Dave and I blind-called for forty-five minutes. The recipe was simple, but deadly: cluck and purr. The still morning air came alive. One, two , three, four different gobblers, all of them telling us that the boys were coming in and eager to have a good time. One bird seemed especially attuned to the old boss hen, so I concentrated on him. I met each gobble with a furious yelp and cluck combination. Seventy-five yards and closing. “Yelp, yelp, yelp,” and then an honoring gobble.

I knew this bird now felt he’d come close enough. A little ‘shoving’ was needed. So, I threw him a short, sweet and sassy cackle. With no further hesitation, the bird spitted and drummed to within twenty feet of us. I was a wreck: shaking , sweating , and loving every minute of it. When my shot rang out there was silence: no flapping , no running, nothing. Dave asked, “Did you hit him?” It hadn’t occurred to me that I might have missed.

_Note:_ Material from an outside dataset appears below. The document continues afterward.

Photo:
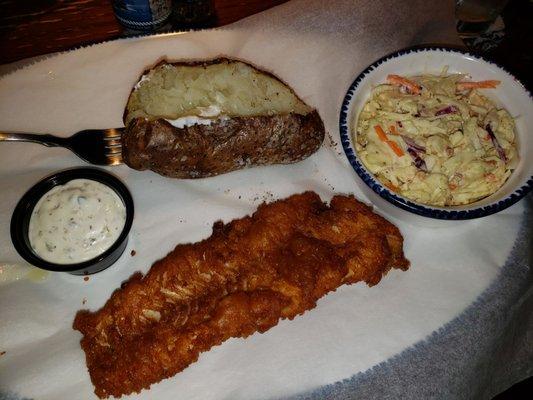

A quick shuffle of our feet and there lay the second biggest gobbler of myhunting career: 21 ½;-lbs, with a 10 ¼-” beard and 1 ¼”-spurs. A regular spitting and drumming machine. I was elated, and grateful that my guide had had a great back-up plan.

Dave Bryan finished up the morning’s action by scoring on yet another longbeard high on top of the ridge. His second bird weighed 19-lbs, sported an 8″ beard and ¾;”-spurs.

Greg never did harvest a New York bird, but it certainly wasn’t due to lack of opportunity. He didn’t know it, but David and I were silently rooting for the gobblers, since Greg had already harvested four huge longbeards in South Carolina and needed to be humbled a bit.

All we can say in conclusion is this: “Thanks, Tom. You haven’t seen the last of these three Southerners.”